“Avoir la peau fine, le regard perçant, et la langue bien pendue, disait-il c’est ressentir trop vivement, voir trop clairement, et parler trop librement. C’est être vulnérable au monde alors que le monde est invulnérable, c’est comprendre son aspect changeant alors qu’il se croit immuable, c’est sentir avant les autres ce qui va se produire, c’est comprendre que l’avenir barbare est en train d’arracher les portes du présent tandis que d’autres se cramponnent au passé vide et décadent.”

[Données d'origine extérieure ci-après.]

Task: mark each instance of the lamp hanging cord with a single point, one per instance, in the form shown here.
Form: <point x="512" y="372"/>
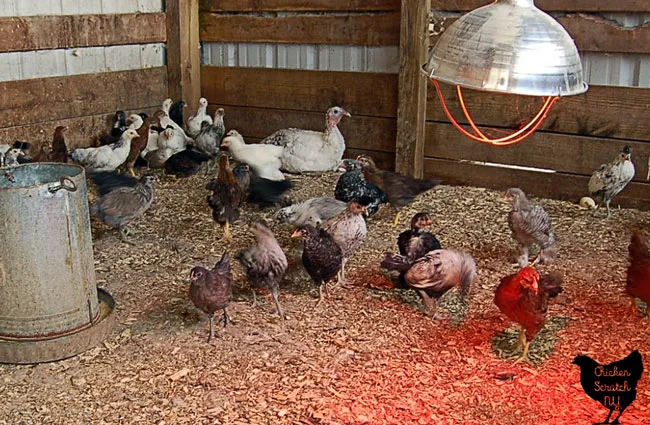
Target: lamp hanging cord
<point x="479" y="136"/>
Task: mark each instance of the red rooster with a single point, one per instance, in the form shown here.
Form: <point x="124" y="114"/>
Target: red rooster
<point x="638" y="273"/>
<point x="523" y="297"/>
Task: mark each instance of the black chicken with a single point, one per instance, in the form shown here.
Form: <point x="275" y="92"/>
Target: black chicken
<point x="265" y="263"/>
<point x="185" y="163"/>
<point x="226" y="197"/>
<point x="351" y="185"/>
<point x="416" y="242"/>
<point x="176" y="113"/>
<point x="612" y="385"/>
<point x="211" y="290"/>
<point x="321" y="256"/>
<point x="400" y="190"/>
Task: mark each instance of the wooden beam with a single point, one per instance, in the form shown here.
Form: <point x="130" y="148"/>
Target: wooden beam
<point x="361" y="132"/>
<point x="360" y="29"/>
<point x="184" y="51"/>
<point x="298" y="5"/>
<point x="559" y="152"/>
<point x="603" y="111"/>
<point x="590" y="34"/>
<point x="627" y="6"/>
<point x="47" y="99"/>
<point x="567" y="187"/>
<point x="56" y="32"/>
<point x="411" y="112"/>
<point x="362" y="93"/>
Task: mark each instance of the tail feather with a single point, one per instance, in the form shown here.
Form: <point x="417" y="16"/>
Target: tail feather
<point x="637" y="248"/>
<point x="551" y="284"/>
<point x="396" y="262"/>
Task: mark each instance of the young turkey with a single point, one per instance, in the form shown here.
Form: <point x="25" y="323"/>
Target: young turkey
<point x="610" y="179"/>
<point x="307" y="150"/>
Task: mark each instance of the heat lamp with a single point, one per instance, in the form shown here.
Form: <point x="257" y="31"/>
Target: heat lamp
<point x="512" y="47"/>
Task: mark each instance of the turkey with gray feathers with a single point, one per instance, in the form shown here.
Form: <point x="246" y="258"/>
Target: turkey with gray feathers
<point x="307" y="150"/>
<point x="610" y="179"/>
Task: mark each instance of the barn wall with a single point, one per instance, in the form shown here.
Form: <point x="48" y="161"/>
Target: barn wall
<point x="580" y="133"/>
<point x="75" y="63"/>
<point x="274" y="64"/>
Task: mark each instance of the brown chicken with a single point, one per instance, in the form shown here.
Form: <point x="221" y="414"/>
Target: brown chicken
<point x="226" y="198"/>
<point x="137" y="146"/>
<point x="523" y="297"/>
<point x="638" y="273"/>
<point x="400" y="190"/>
<point x="211" y="290"/>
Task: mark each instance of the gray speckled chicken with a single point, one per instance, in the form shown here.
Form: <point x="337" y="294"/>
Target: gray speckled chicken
<point x="121" y="206"/>
<point x="265" y="263"/>
<point x="312" y="211"/>
<point x="211" y="290"/>
<point x="348" y="230"/>
<point x="610" y="179"/>
<point x="530" y="224"/>
<point x="434" y="274"/>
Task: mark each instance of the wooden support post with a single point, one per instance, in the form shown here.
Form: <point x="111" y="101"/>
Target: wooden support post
<point x="411" y="111"/>
<point x="183" y="51"/>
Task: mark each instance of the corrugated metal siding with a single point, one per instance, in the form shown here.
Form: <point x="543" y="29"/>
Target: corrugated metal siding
<point x="303" y="56"/>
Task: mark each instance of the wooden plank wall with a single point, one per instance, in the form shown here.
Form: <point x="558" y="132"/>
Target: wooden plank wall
<point x="580" y="133"/>
<point x="83" y="100"/>
<point x="260" y="101"/>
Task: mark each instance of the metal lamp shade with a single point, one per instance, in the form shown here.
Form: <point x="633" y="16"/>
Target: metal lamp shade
<point x="509" y="46"/>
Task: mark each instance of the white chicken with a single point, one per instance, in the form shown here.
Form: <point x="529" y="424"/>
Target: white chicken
<point x="610" y="179"/>
<point x="307" y="150"/>
<point x="165" y="120"/>
<point x="263" y="159"/>
<point x="108" y="157"/>
<point x="172" y="140"/>
<point x="194" y="122"/>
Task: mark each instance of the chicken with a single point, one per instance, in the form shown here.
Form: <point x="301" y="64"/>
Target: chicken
<point x="211" y="290"/>
<point x="108" y="181"/>
<point x="307" y="150"/>
<point x="185" y="163"/>
<point x="138" y="144"/>
<point x="321" y="256"/>
<point x="400" y="190"/>
<point x="610" y="179"/>
<point x="194" y="123"/>
<point x="176" y="113"/>
<point x="264" y="263"/>
<point x="348" y="230"/>
<point x="613" y="385"/>
<point x="264" y="159"/>
<point x="416" y="242"/>
<point x="351" y="185"/>
<point x="226" y="197"/>
<point x="638" y="272"/>
<point x="105" y="158"/>
<point x="165" y="120"/>
<point x="312" y="211"/>
<point x="530" y="224"/>
<point x="208" y="140"/>
<point x="434" y="274"/>
<point x="11" y="158"/>
<point x="523" y="297"/>
<point x="121" y="206"/>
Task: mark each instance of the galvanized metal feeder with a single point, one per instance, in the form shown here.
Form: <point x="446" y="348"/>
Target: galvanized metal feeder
<point x="509" y="46"/>
<point x="50" y="307"/>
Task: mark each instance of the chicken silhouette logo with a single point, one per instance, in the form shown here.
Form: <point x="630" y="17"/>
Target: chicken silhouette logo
<point x="612" y="385"/>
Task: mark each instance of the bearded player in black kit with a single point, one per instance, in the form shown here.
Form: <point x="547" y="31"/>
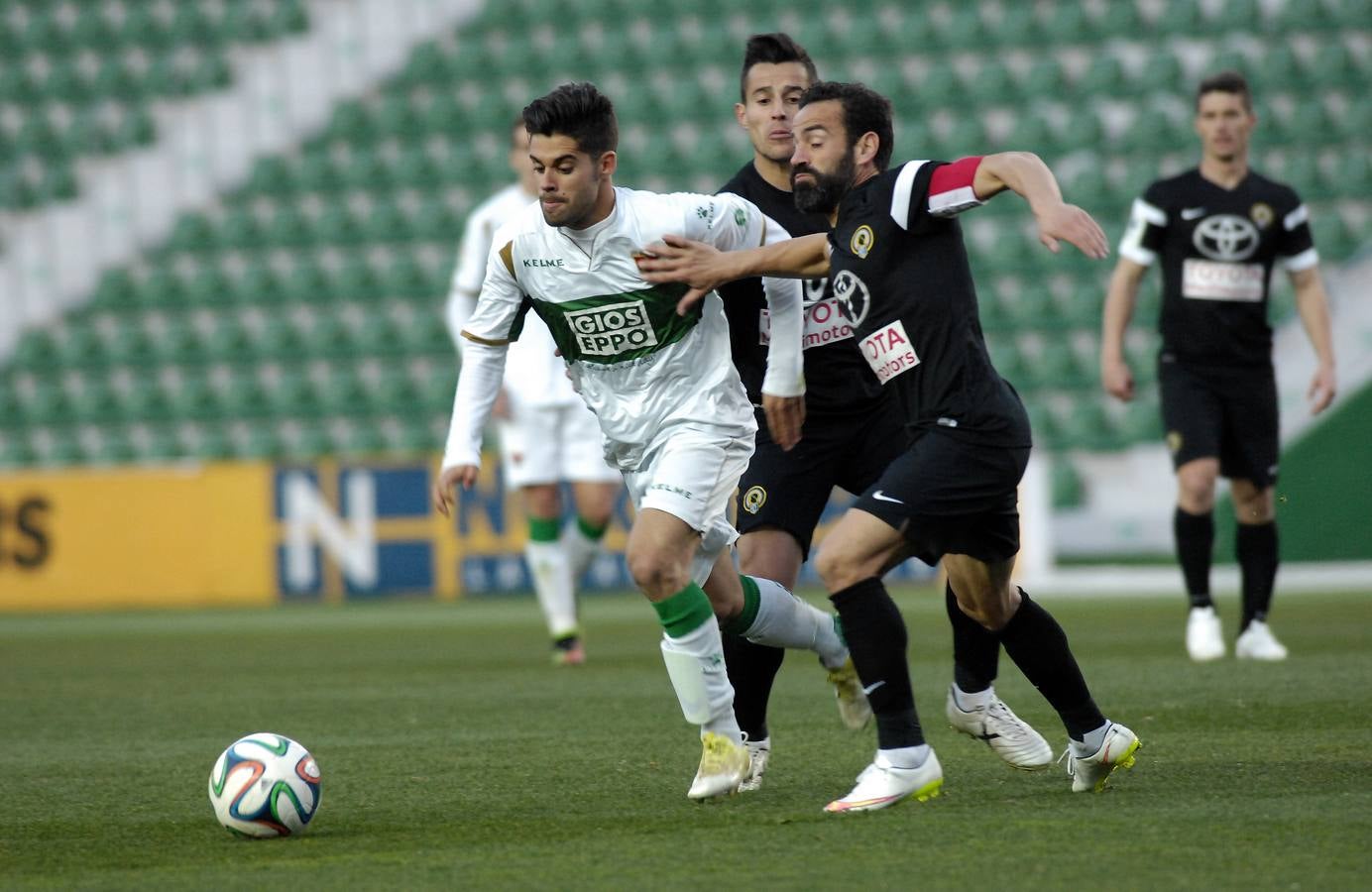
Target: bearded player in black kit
<point x="899" y="268"/>
<point x="1218" y="229"/>
<point x="851" y="432"/>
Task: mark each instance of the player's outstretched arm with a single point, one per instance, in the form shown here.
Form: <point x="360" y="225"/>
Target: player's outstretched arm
<point x="1025" y="174"/>
<point x="1121" y="298"/>
<point x="1314" y="305"/>
<point x="704" y="267"/>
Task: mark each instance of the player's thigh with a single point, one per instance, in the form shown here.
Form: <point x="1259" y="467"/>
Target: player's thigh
<point x="1193" y="414"/>
<point x="1250" y="441"/>
<point x="788" y="491"/>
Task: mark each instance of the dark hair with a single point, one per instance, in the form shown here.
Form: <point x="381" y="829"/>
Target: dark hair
<point x="774" y="49"/>
<point x="864" y="111"/>
<point x="1225" y="82"/>
<point x="579" y="111"/>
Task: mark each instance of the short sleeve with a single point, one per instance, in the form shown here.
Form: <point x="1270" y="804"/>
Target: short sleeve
<point x="1296" y="243"/>
<point x="1146" y="229"/>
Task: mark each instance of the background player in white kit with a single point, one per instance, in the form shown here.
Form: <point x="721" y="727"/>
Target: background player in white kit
<point x="546" y="432"/>
<point x="675" y="416"/>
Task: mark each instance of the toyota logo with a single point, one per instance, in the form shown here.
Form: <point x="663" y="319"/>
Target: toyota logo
<point x="1225" y="238"/>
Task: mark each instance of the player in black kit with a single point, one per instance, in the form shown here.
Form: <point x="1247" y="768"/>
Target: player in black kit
<point x="1218" y="229"/>
<point x="851" y="432"/>
<point x="899" y="270"/>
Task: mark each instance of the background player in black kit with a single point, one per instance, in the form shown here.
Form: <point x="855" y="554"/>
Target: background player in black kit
<point x="850" y="435"/>
<point x="1218" y="229"/>
<point x="900" y="270"/>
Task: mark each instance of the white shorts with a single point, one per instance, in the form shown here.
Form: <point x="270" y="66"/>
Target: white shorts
<point x="553" y="443"/>
<point x="692" y="474"/>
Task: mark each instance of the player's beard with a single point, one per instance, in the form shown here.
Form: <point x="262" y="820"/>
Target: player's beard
<point x="822" y="195"/>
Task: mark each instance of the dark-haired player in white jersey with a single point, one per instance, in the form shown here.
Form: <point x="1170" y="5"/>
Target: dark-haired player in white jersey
<point x="1218" y="231"/>
<point x="853" y="431"/>
<point x="900" y="271"/>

J’ai déjà écrit ici sur mon admiration pour Salman Rushdie.
Ce passage de son roman Deux ans, huit mois et vingt-huit nuit m’a sidéré. S’il a longuement résonné en moi c’est parce que j’ai ce sentiment que nous, acteur du changement, avons cette peau fine, ce regard perçant, cette langue bien pendue et cette capacité à ressentir top vivement ce monde qui se croit immuable.

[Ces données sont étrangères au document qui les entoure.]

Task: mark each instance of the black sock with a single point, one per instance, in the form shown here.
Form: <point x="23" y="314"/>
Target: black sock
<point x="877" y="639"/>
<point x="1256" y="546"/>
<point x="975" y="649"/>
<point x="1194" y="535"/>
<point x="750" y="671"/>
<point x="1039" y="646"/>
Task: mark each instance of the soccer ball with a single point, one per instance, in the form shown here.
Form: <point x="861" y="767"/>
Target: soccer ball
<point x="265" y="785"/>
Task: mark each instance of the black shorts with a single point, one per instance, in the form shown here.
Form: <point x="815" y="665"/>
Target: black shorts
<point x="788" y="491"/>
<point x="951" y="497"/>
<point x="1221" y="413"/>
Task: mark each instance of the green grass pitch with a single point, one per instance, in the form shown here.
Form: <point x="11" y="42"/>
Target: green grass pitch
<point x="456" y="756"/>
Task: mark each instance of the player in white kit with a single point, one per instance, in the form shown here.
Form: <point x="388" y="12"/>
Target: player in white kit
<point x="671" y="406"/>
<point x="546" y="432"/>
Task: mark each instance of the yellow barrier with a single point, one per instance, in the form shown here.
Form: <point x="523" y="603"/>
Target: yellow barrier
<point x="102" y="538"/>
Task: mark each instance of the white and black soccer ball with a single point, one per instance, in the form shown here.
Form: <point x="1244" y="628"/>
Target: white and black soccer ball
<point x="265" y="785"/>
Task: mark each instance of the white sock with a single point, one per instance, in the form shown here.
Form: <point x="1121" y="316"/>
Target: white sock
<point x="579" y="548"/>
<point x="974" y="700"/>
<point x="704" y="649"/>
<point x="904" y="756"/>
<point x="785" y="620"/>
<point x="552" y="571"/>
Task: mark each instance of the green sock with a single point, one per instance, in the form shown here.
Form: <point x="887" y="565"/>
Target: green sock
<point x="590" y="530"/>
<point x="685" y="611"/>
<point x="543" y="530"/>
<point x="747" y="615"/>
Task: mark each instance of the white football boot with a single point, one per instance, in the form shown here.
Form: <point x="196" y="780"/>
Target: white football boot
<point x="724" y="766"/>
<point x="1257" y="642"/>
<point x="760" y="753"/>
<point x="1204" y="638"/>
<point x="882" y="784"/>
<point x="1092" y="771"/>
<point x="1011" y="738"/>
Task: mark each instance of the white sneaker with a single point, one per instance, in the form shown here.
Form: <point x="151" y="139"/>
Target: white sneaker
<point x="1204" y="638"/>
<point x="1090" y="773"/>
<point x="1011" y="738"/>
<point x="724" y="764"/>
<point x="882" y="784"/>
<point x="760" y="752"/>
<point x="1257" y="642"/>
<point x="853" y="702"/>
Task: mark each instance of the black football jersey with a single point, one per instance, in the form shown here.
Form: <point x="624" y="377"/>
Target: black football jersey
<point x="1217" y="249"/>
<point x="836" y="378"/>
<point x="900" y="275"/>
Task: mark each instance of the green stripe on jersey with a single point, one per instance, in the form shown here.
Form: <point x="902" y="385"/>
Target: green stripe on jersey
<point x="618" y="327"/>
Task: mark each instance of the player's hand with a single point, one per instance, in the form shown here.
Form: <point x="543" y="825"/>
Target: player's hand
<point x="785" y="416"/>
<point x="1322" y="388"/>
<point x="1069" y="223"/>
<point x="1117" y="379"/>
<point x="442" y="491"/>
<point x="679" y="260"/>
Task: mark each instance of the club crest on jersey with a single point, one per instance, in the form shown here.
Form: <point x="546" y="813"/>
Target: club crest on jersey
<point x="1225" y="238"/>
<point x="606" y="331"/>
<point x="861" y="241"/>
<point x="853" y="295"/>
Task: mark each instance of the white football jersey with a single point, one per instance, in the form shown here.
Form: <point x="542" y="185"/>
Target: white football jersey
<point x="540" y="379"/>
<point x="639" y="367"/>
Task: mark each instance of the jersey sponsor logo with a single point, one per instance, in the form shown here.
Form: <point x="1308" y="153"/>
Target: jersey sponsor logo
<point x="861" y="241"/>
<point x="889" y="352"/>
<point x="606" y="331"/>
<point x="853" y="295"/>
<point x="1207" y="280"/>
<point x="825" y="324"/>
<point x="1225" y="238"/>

En page 60, l’auteur prolonge la métaphore en comparant à des canaris que l’on met dans les mines de charbon pour avertir des fuites de gaz. Il ‘agit d’une image qui m’avait là encore traversée l’esprit sur notre métier. Cette capacité à ressentir avant les autres ce qui va se produire nous permet aussi d’anticiper les événements, cet avenir barbare qui est en train d’arracher les portes du présent. C’est enfin essayer de le montrer aux autres qui se cramponnent au passé vide et décadent.
Un ouvrage encore une fois prodigieux et multiple, traversé d’humour, d’imagination de culture et de ces éclairs qui nous laissent pantois, avec un tel sentiment de gratitude.